Skin patches, as the name suggests, are another type of estrogen replacement therapy in which a patch containing estrogen is attached to the skin. In addition to patches that contain only estrogen, combined patches that contain estrogen and progestin are also available. Ideally, the patches should be placed below the waist or in the lower region of the stomach. You will need to change the patches once or twice a week. Transdermal hormone therapy for menopause is primarily designed to deliver exogenous estrogen directly into the systemic circulation.
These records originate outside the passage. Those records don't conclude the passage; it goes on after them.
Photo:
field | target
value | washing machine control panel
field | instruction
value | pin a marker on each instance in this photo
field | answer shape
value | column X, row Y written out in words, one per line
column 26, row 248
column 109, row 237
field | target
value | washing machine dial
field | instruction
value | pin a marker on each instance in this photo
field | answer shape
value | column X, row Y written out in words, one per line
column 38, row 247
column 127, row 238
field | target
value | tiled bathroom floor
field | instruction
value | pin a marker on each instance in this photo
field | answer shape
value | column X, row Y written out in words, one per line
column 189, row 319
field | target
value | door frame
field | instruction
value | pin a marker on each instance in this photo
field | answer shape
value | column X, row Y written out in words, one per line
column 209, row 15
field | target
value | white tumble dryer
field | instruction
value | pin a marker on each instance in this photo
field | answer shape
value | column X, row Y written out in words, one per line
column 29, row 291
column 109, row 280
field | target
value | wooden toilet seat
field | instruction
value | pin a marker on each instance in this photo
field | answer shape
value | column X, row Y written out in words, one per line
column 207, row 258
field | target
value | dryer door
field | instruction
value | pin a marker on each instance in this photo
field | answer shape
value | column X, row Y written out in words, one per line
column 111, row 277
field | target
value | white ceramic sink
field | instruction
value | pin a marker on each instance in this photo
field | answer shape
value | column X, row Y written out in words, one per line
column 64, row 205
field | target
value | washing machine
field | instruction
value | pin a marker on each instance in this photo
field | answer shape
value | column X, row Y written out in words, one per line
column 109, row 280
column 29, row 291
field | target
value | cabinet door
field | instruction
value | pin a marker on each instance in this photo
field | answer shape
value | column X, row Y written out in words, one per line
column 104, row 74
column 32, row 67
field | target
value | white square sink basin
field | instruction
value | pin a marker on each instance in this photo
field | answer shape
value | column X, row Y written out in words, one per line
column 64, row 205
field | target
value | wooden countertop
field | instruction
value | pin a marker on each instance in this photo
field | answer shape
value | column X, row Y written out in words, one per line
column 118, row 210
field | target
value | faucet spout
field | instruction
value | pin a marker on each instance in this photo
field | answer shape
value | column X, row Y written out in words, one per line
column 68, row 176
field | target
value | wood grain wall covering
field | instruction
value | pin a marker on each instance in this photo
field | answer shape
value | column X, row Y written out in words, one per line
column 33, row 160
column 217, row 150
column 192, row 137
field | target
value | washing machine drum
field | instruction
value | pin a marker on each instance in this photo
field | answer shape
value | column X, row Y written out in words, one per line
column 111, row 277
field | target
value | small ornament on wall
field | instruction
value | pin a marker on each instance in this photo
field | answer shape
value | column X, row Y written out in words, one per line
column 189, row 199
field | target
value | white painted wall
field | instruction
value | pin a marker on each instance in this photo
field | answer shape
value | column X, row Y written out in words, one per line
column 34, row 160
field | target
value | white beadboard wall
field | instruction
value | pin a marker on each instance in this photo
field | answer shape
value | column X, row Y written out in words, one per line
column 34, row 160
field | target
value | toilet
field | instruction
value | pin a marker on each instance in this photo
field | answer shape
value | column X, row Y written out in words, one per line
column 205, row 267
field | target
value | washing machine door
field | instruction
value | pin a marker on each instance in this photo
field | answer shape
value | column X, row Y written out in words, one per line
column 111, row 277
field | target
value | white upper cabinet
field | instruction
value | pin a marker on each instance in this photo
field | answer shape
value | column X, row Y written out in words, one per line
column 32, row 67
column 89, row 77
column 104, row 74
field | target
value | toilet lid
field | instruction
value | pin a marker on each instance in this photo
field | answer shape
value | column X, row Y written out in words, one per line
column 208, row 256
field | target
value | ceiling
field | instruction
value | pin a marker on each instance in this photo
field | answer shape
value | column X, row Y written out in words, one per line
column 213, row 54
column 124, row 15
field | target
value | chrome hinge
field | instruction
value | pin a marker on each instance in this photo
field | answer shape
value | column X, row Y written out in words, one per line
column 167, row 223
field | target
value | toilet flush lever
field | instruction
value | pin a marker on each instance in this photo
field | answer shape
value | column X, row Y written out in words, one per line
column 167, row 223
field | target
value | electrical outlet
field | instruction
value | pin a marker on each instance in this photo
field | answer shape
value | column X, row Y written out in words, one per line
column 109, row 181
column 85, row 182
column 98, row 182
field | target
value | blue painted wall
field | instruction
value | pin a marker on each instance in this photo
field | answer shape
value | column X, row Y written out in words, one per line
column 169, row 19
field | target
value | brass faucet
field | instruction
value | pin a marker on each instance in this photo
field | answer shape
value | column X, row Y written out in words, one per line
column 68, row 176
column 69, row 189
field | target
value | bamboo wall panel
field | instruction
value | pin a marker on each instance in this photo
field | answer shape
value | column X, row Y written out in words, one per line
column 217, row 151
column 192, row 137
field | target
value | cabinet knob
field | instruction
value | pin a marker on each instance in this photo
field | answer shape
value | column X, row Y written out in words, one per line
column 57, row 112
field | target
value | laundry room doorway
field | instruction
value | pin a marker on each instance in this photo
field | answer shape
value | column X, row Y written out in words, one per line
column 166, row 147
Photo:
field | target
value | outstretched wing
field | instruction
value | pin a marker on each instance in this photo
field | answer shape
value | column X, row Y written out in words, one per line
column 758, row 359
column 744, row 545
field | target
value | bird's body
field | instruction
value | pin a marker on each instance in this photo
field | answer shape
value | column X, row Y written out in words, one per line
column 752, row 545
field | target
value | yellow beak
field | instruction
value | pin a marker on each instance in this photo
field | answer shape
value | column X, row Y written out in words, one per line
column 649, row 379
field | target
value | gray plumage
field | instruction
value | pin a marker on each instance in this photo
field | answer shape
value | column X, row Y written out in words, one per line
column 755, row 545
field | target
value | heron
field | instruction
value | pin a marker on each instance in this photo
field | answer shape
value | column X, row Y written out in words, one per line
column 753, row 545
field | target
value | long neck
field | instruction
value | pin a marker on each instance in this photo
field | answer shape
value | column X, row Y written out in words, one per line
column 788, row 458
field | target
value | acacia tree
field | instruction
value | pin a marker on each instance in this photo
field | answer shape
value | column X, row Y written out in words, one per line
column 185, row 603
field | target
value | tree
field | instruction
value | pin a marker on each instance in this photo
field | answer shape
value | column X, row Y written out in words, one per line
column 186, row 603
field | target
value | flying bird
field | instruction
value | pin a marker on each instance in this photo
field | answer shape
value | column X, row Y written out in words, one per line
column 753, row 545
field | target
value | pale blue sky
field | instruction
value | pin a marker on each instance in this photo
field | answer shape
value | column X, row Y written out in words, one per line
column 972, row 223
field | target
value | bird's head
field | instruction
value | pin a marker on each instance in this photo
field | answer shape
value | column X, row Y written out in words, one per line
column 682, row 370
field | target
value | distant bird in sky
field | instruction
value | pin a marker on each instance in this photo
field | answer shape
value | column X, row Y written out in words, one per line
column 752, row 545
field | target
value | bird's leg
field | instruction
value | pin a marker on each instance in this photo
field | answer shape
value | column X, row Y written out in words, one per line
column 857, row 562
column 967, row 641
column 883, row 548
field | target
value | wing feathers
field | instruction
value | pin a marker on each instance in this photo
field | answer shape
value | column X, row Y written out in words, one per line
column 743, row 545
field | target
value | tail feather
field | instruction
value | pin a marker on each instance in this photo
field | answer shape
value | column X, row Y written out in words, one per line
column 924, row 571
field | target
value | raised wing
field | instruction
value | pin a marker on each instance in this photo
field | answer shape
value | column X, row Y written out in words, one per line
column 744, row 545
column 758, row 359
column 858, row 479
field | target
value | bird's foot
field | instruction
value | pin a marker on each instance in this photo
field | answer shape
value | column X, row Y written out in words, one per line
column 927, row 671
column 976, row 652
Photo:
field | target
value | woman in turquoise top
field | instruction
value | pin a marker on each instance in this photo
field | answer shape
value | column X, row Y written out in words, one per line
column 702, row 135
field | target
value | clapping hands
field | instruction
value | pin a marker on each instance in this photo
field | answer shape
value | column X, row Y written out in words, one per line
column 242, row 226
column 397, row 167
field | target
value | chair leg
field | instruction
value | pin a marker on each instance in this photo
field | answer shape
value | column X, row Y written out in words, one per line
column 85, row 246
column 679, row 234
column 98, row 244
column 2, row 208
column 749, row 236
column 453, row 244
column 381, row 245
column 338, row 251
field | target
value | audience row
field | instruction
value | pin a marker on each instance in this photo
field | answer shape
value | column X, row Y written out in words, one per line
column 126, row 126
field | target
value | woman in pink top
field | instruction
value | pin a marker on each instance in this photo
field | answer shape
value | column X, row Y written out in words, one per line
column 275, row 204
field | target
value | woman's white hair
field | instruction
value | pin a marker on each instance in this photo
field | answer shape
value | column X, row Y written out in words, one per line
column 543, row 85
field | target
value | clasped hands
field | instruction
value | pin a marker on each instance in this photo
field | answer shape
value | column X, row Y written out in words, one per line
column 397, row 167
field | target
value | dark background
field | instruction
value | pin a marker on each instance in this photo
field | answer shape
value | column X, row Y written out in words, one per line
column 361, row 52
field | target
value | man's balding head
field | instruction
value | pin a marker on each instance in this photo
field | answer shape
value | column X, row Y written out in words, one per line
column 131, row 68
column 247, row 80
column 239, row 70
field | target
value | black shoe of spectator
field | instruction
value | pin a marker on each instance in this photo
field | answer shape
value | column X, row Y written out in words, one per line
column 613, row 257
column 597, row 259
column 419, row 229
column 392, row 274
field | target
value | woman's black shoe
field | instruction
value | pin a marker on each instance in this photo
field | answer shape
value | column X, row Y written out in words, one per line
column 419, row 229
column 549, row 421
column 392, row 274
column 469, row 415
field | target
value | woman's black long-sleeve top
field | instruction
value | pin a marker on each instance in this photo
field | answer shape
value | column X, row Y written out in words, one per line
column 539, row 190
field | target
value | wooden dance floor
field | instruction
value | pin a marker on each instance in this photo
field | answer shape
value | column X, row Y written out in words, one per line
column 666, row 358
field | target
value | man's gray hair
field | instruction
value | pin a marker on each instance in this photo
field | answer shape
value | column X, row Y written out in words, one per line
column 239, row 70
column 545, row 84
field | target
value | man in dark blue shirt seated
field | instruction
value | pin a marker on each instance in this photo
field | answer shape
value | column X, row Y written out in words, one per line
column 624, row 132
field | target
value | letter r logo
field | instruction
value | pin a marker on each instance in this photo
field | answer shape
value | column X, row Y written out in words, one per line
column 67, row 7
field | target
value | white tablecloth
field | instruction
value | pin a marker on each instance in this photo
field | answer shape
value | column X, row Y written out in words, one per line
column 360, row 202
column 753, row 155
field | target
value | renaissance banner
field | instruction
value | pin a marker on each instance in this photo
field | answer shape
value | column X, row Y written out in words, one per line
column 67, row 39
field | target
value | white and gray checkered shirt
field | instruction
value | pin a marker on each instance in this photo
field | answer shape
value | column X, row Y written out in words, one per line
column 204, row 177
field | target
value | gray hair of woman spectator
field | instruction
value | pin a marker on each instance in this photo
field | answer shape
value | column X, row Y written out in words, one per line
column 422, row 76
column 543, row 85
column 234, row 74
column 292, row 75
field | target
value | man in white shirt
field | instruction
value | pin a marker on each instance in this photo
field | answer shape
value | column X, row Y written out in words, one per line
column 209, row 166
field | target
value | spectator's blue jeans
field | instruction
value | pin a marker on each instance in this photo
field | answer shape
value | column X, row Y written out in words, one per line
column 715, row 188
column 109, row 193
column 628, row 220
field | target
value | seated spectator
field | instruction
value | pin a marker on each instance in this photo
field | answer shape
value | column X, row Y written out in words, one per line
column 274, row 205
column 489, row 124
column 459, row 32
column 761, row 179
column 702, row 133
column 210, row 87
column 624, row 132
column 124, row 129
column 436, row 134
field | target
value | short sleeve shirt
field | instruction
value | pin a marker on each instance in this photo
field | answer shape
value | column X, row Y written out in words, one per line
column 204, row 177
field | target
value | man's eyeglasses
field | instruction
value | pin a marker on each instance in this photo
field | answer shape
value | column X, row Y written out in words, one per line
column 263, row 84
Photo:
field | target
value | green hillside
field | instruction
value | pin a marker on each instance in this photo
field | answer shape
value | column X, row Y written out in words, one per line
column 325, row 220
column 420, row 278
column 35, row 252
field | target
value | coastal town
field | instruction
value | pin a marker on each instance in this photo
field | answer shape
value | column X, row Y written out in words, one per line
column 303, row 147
The addition of progestin, if considered necessary, is usually in the form of oral tablets, but there are some transdermal progestin delivery systems. Transdermal estrogen therapy is usually available in the form of a patch or gel that is applied directly to the skin and the active hormone is absorbed into the systemic circulation. Patches have the advantage that they only need to be changed once or twice a week, while gels are usually administered daily. As for the disadvantages, patches can peel off, irritate the skin and be unsightly; the use of a gel can cause the inadvertent administration of estrogen to another person if skin-to-skin contact occurs before the gel has been completely absorbed.
Hormone replacement therapy using HRT, equine estrogens conjugated to o-CEE, NETA norethisterone acetate, relative risk of relative risk, CI confidence interval. The authors found that compared to women who had never used menopausal hormone therapy, women using oral estrogen regimens had a higher risk of cholecystectomy; the risk was not increased among those following transdermal regimens. In France, unlike most other countries, most women who are prescribed menopausal hormone therapy receive a transdermal estrogen formulation with or without oral progestin. Based on the differences between oral and transdermal routes of administration, the purpose of the present review was to summarize the available evidence comparing the transdermal route with oral administration of the estrogenic component of HRT in postmenopausal women.
HRT hormone replacement therapy, O-CEE conjugated equine estrogens, low-density lipoprotein LDL, high-density lipoprotein HDL, medroxyprogesterone acetate MPA, norethindrone acetate NETA. Oral combination therapy had a higher risk compared to the estrogen-only preparation (RR 2.00 versus 1.30, e.g., if you still have a uterus, you will be given estrogen in combination with the hormone progestin. In the study of one million women in the United Kingdom, transdermal formulations were most commonly used for estrogen-only hormone therapy, and as a result, most women who received transdermal therapy underwent hysterectomy. Third, since the predominant practice has been to prescribe estrogens and progestins to most women (among those who have not undergone hysterectomy), the dosage schedule for transdermal therapy becomes more complex with the addition of a progestin pill.
Hormone replacement therapy using hormone replacement therapy, venous thromboembolism due to venous thromboembolism, relative risk risk of the CI confidence interval, heart rate risk ratio; equine estrogens conjugated to O-CEE.